Configuration

ReadabilityOptions control extraction.

The defaults are conservative. They favor article pages with enough text to be useful and avoid exposing internal scoring knobs unless they affect common integration cases.

#![allow(unused)]
fn main() {
use lectito::{MediaRetention, ReadabilityOptions};

let options = ReadabilityOptions {
    char_threshold: 800,
    nb_top_candidates: 8,
    content_selector: Some("article".to_string()),
    site_profiles: Vec::new(),
    media_retention: MediaRetention::Article,
    ..ReadabilityOptions::default()
};
}

Fields:

FieldDefaultMeaning
max_elems_to_parseNoneReject documents above this element count.
nb_top_candidates5Number of high-scoring candidates to consider.
char_threshold500Minimum extracted text length for an accepted attempt.
content_selectorNoneCSS selector to force as the content root.
site_profiles[]TOML site profiles for host-scoped extraction hints.
mobile_viewport_widthSome(480)Width used by recovery rules for mobile snapshots.
classes_to_preserve[]Class names kept during cleanup.
keep_classesfalseKeep all class attributes.
disable_json_ldfalseSkip JSON-LD metadata extraction.
link_density_modifier0.0Adjust link-density cleanup tolerance.
media_retentionArticleControl figure/image/media retention.

Prefer content_selector when you already know the page shape. It bypasses root scoring for that document, then runs the normal cleanup pipeline.

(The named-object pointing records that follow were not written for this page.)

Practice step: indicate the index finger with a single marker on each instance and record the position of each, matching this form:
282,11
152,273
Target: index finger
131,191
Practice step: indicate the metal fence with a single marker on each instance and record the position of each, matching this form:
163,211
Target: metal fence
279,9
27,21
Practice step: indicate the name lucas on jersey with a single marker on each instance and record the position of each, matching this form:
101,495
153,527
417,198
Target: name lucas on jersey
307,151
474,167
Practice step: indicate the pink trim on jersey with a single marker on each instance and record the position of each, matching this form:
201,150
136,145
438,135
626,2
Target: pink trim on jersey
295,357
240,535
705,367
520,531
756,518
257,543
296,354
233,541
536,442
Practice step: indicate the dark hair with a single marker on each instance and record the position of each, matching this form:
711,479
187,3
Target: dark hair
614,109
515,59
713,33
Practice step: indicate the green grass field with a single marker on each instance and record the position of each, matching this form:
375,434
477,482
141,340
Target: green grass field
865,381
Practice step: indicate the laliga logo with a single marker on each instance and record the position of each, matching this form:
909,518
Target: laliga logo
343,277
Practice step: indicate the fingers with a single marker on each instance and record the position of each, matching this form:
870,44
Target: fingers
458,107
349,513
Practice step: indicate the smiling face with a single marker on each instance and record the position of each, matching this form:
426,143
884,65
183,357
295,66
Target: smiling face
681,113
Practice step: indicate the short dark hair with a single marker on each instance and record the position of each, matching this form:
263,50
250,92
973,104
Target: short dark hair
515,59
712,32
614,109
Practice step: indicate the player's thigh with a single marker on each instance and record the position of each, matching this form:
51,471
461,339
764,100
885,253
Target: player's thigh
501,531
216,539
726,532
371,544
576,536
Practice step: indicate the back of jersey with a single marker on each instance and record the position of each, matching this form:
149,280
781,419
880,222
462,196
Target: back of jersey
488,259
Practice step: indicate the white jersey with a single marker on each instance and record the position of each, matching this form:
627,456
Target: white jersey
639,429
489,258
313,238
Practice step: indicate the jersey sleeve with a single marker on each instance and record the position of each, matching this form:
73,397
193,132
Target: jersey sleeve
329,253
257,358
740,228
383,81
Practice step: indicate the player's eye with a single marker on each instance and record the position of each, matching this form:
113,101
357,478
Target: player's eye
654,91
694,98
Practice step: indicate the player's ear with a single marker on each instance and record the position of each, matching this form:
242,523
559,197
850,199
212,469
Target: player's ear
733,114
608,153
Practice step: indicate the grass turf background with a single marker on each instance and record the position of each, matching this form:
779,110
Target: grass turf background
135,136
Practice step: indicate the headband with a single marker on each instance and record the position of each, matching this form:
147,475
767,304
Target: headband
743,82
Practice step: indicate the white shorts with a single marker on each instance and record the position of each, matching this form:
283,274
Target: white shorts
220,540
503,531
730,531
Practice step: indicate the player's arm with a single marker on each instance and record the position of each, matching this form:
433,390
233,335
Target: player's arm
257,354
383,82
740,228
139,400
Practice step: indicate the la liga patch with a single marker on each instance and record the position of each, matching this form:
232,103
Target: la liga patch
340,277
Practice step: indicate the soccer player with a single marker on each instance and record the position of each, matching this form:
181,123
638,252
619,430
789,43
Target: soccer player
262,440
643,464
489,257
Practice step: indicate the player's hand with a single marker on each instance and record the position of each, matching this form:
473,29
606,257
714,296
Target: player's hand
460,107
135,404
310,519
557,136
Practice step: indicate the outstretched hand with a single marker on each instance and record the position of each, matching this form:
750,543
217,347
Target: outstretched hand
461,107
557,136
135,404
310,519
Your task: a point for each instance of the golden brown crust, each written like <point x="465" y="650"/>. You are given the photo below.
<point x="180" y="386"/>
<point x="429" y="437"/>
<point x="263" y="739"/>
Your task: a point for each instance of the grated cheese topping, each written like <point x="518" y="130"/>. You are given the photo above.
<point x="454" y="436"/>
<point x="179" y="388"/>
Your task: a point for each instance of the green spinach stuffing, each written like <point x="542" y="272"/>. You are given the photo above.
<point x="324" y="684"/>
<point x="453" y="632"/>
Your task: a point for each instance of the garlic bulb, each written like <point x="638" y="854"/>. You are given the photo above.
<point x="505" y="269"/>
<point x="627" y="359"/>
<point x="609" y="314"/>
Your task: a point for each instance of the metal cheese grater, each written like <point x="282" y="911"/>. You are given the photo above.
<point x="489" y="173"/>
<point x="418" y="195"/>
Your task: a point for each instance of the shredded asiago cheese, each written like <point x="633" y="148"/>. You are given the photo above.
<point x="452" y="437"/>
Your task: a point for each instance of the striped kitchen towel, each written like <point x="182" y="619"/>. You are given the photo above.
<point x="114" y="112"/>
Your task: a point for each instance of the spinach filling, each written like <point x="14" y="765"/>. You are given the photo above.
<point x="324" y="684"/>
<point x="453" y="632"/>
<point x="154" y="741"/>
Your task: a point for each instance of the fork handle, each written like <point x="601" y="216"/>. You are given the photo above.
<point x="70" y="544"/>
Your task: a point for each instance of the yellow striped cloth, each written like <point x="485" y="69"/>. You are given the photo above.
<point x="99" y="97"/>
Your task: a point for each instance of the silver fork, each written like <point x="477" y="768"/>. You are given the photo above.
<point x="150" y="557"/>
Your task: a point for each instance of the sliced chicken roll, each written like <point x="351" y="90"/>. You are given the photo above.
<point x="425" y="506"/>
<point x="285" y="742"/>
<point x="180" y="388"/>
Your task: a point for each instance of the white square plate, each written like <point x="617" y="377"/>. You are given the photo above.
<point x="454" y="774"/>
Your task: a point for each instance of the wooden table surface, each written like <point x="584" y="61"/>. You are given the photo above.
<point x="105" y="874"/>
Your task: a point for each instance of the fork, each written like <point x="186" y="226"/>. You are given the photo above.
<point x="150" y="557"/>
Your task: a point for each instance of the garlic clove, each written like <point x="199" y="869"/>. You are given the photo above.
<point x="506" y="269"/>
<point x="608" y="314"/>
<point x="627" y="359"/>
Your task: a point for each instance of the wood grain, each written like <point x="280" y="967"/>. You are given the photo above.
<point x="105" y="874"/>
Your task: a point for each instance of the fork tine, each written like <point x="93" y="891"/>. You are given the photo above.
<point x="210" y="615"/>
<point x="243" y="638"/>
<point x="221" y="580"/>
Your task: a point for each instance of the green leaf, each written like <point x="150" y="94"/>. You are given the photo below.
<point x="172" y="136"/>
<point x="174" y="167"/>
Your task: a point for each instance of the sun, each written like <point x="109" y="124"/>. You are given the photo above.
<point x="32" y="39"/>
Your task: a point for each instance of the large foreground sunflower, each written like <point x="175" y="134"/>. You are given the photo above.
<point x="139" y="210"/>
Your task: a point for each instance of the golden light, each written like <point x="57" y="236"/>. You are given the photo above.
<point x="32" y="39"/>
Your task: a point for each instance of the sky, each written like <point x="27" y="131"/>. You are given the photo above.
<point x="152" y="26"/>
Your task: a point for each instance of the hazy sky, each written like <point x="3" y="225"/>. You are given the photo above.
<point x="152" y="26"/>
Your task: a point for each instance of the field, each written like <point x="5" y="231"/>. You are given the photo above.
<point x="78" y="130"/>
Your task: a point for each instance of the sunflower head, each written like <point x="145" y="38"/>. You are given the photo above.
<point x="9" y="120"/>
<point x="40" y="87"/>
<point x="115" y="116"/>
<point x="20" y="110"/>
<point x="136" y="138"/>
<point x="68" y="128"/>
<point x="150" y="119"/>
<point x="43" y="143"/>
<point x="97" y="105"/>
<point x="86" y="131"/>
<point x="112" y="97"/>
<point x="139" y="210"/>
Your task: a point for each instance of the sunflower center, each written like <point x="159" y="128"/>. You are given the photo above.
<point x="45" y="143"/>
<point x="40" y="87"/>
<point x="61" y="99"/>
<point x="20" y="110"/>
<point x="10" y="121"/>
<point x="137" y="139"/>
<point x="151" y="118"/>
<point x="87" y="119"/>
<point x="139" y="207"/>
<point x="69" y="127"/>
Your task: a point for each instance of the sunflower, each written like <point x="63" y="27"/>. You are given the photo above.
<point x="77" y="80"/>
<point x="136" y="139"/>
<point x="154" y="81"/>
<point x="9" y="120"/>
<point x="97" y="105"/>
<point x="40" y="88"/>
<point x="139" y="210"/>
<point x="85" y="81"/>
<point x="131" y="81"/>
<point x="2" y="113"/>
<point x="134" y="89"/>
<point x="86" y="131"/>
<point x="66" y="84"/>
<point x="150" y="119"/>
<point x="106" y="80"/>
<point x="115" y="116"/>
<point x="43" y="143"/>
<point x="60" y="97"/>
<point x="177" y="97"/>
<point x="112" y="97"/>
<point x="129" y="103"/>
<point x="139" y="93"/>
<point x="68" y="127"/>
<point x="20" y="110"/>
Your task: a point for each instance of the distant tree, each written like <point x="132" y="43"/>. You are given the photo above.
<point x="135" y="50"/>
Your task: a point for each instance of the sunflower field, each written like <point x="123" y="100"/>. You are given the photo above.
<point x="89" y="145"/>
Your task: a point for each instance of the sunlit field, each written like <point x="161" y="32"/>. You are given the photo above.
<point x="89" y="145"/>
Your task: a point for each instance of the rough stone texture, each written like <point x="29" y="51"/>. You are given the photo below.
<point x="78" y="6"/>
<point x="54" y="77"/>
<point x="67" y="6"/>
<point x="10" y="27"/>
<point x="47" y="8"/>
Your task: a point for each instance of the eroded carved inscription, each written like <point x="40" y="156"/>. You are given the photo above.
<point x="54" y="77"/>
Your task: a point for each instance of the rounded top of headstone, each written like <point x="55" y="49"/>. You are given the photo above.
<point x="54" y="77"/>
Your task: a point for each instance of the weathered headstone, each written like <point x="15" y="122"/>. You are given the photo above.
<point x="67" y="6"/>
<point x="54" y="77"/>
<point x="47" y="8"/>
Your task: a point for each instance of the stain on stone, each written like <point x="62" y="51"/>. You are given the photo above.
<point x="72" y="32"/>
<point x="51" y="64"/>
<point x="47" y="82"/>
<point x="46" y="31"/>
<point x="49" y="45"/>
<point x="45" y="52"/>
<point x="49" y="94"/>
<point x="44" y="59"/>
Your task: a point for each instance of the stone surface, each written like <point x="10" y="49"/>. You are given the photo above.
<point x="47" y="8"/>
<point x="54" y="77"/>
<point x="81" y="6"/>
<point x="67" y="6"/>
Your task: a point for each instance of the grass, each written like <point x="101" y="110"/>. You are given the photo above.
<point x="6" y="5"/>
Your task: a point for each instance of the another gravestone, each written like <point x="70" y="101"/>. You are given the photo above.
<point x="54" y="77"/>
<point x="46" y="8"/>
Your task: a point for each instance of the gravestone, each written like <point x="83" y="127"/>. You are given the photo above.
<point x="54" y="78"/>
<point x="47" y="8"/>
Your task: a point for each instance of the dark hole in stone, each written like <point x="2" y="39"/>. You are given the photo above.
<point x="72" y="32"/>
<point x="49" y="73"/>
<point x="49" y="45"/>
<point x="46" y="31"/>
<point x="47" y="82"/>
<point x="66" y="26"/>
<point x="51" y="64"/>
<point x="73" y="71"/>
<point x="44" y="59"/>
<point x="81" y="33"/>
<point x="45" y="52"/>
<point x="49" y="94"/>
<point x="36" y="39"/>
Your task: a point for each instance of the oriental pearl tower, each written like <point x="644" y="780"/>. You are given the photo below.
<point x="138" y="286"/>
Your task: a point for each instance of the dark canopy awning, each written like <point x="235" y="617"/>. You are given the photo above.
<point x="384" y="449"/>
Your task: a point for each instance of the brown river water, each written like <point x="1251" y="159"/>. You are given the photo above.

When content_selector is not set, Lectito still tries a small list of common article-body containers such as #article-body and .entry-content before generic scoring. That catches many large publisher pages without site-specific profiles.

Use site_profiles when you want URL-scoped extraction hints, removal selectors, and metadata hints. Profiles are attempted before generic scoring, but weak profile output falls back to the generic extractor.

Use max_elems_to_parse as a guardrail for untrusted input. It rejects very large documents before extraction work continues.

Use media_retention when output fidelity matters. Article keeps body figures and images by default; None removes media; Conservative is text-first; All keeps media that remains in the selected article subtree.

ReadableOptions controls is_probably_readable.

Lower min_content_length for short posts or documentation pages. Raise min_score when you want the quick check to reject borderline pages.

#![allow(unused)]
fn main() {
use lectito::ReadableOptions;

let options = ReadableOptions {
    min_content_length: 140,
    min_score: 20.0,
};
}